- IATA: none; ICAO: none; FAA LID: 42U;

Summary
- Airport type: Public
- Owner: Morgan County
- Serves: Morgan County, Utah
- Location: Morgan, Utah
- Elevation AMSL: 5,020 ft / 1,530 m
- Coordinates: 41°08′56″N 111°45′59″W﻿ / ﻿41.14889°N 111.76639°W

Map
- 42U Location of airport in Utah

Runways
| Direction | Length |  | Surface |
| ft | m |
| 3/21 | 3,904 | 1,190 | Asphalt |

Statistics (2023)
- Aircraft operations (year ending 9/19/2023): 9,272
- Based aircraft: 117
- Source: Federal Aviation Administration

= Morgan County Airport (Utah) =

Morgan County Airport is a county-owned, public-use airport in Morgan County, Utah, United States. It is located eight nautical miles (9 mi, 15 km) northwest of the central business district of Morgan.
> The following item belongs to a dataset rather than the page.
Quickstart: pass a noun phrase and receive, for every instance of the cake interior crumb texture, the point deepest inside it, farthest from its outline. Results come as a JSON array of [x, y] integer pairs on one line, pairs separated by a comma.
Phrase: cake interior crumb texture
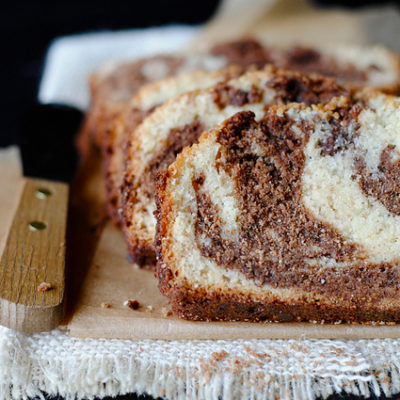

== Facilities and aircraft ==
Morgan County Airport covers an area of 28 acres (11 ha) at an elevation of 5,020 feet (1,530 m) above mean sea level. It has one runway designated 3/21 with an asphalt surface measuring 3,904 by 50 feet (1,190 x 15 m).

For the 12-month period ending September 19, 2023, the airport had 9,272 aircraft operations, an average of 25 per day: 93% general aviation, 6% military, and <1% air taxi. At that time there were 117 aircraft based at this airport: 85 single-engine, 22 glider, 2 multi-engine, 5 ultralight, and 3 helicopter.